Arrivé sur la série dès Assassin’s Creed Brotherhood en 2010, Côté a occupé pendant quinze ans un rôle stratégique au sommet de la licence, jusqu’au tout récent Assassin’s Creed Shadows. Un parcours long, structurant, et visiblement terminé dans la douleur.
En octobre, Ubisoft annonçait son départ comme une transition interne. Trois jours plus tard, Côté livrait une version bien différente sur LinkedIn, affirmant avoir été poussé vers la sortie. Il se décrivait alors comme « le capitaine du navire Assassin’s Creed », refusant d’abandonner son poste tant que l’équipage n’était pas en sécurité. Une métaphore forte, presque théâtrale, qui prenait déjà des allures de règlement de comptes.

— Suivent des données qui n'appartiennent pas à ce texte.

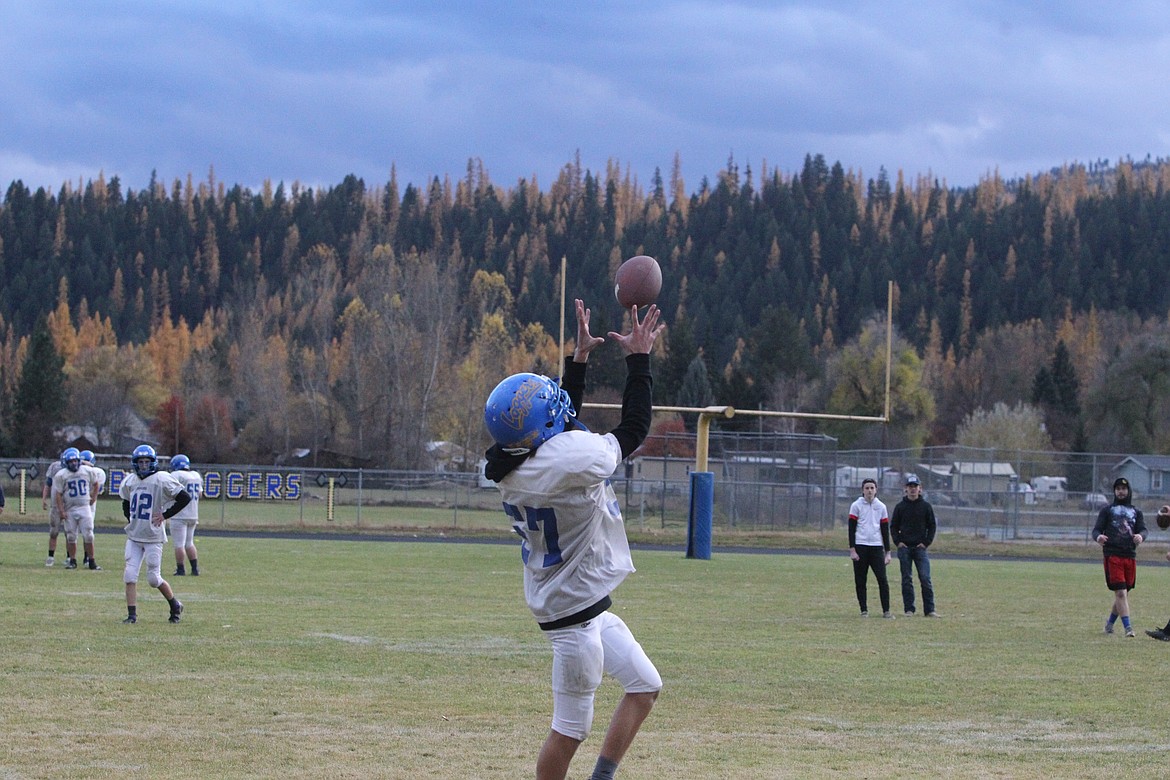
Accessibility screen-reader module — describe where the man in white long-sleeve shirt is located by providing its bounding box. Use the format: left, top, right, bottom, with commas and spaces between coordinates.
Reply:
849, 477, 894, 619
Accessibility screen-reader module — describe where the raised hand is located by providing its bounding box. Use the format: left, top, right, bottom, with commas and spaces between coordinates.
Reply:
610, 303, 666, 354
573, 298, 605, 363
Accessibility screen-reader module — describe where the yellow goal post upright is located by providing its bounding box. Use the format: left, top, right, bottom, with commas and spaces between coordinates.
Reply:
570, 277, 894, 560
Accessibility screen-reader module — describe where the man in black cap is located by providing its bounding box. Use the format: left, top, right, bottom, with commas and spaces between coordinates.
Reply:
1093, 477, 1145, 636
889, 474, 938, 617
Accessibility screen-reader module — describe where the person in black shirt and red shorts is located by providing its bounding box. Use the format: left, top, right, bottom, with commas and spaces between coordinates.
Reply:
1093, 477, 1145, 636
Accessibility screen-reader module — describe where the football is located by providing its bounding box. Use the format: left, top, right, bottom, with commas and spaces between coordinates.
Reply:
613, 255, 662, 309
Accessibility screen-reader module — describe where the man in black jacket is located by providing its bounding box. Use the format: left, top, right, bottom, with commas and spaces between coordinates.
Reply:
889, 474, 938, 617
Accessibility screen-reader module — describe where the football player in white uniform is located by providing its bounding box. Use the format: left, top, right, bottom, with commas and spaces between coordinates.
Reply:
53, 447, 102, 572
41, 453, 66, 566
118, 444, 191, 623
171, 455, 204, 577
484, 299, 663, 780
81, 449, 105, 566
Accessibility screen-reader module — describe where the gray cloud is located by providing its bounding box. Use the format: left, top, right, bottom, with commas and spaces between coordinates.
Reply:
0, 0, 1170, 189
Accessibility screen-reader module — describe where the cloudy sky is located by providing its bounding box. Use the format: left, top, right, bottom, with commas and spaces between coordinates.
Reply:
0, 0, 1170, 196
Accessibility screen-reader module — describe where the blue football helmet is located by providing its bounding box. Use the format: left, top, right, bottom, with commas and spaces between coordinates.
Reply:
483, 373, 577, 455
130, 444, 158, 479
61, 447, 81, 471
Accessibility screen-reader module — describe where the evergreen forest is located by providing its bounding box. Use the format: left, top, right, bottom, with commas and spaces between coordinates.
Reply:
0, 154, 1170, 468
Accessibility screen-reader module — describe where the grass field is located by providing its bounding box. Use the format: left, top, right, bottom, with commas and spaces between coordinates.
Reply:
0, 528, 1170, 780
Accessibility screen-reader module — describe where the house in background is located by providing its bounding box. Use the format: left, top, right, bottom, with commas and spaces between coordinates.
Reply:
1106, 455, 1170, 496
951, 461, 1018, 493
56, 406, 159, 458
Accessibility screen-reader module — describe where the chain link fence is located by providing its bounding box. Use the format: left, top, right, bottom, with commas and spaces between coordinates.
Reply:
0, 442, 1170, 540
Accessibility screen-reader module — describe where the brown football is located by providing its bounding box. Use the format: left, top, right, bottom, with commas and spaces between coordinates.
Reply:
613, 255, 662, 309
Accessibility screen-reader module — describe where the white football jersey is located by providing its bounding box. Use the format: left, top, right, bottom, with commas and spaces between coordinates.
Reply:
849, 496, 889, 547
118, 471, 187, 544
89, 465, 105, 496
53, 463, 103, 511
171, 469, 204, 520
496, 430, 634, 623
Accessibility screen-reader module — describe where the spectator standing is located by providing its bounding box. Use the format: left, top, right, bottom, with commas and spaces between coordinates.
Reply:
848, 477, 894, 619
889, 474, 940, 617
1093, 477, 1145, 636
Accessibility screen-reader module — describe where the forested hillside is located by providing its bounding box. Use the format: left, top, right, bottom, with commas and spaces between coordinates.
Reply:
0, 157, 1170, 467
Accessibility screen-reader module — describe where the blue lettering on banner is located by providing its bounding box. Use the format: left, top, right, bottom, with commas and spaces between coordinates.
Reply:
284, 474, 301, 501
108, 469, 302, 501
227, 471, 243, 498
204, 471, 222, 498
247, 471, 264, 498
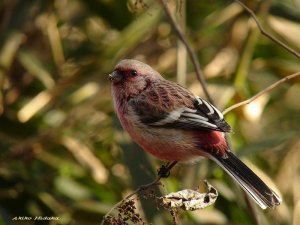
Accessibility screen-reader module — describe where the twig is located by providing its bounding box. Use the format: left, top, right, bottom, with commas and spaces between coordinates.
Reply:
234, 0, 300, 59
222, 72, 300, 115
100, 161, 177, 225
243, 191, 259, 225
100, 176, 162, 225
159, 0, 213, 104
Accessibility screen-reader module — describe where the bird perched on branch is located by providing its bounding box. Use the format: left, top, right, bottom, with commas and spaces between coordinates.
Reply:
109, 59, 281, 209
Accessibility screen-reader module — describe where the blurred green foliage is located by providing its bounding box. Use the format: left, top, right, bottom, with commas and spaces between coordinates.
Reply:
0, 0, 300, 225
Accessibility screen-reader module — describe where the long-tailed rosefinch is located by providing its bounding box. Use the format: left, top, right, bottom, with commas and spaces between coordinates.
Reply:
110, 59, 281, 209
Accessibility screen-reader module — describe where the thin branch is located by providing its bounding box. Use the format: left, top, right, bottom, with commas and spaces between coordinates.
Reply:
234, 0, 300, 59
159, 0, 213, 103
223, 72, 300, 115
100, 161, 177, 225
100, 176, 162, 225
243, 191, 259, 225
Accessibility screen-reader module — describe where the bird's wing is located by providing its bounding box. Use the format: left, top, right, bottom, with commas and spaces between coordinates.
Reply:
130, 80, 231, 132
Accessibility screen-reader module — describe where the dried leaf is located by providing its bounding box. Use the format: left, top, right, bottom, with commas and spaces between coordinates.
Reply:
160, 181, 218, 211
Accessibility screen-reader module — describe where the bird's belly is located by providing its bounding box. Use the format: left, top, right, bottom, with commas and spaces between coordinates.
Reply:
121, 114, 204, 161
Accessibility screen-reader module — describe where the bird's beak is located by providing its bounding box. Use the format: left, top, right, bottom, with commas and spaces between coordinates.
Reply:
108, 71, 123, 83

Une rétrogradation impossible à accepter

Selon Côté, Ubisoft aurait décidé de confier la direction de la franchise à une personne plus en phase avec sa nouvelle organisation interne, notamment après la création de Vantage Studios. Une décision qui aurait mécaniquement réduit son influence, lui qui rapportait jusque-là directement au PDG Yves Guillemot.
Un autre poste lui aurait bien été proposé, mais sans le même périmètre ni la continuité stratégique de ses fonctions précédentes. Une rétrogradation déguisée, en somme. À l’époque, Côté affirmait pourtant ne nourrir aucune rancœur. Une déclaration qui semble aujourd’hui difficile à concilier avec la procédure judiciaire en cours.
Une plainte à 1,3 million de dollars

D’après un rapport de Radio-Canada, repéré parle site PC Gamer, Marc-Alexis Côté réclame l’équivalent de deux années de salaire, ainsi que 75 000 dollars au titre de « dommages moraux ». Le document souligne que son autorité aurait été progressivement affaiblie après la réorganisation interne autour de la licence.
Pour l’heure, Ubisoft n’a pas réagi publiquement à cette action en justice. L’issue du dossier reste incertaine, mais l’affaire jette une lumière crue sur les tensions internes qui peuvent accompagner la gestion de franchises AAA de cette envergure.
Une chose est sûre : derrière la discrétion habituelle des grandes restructurations, le feuilleton Assassin’s Creed vient de s’offrir un épisode judiciaire particulièrement exposé.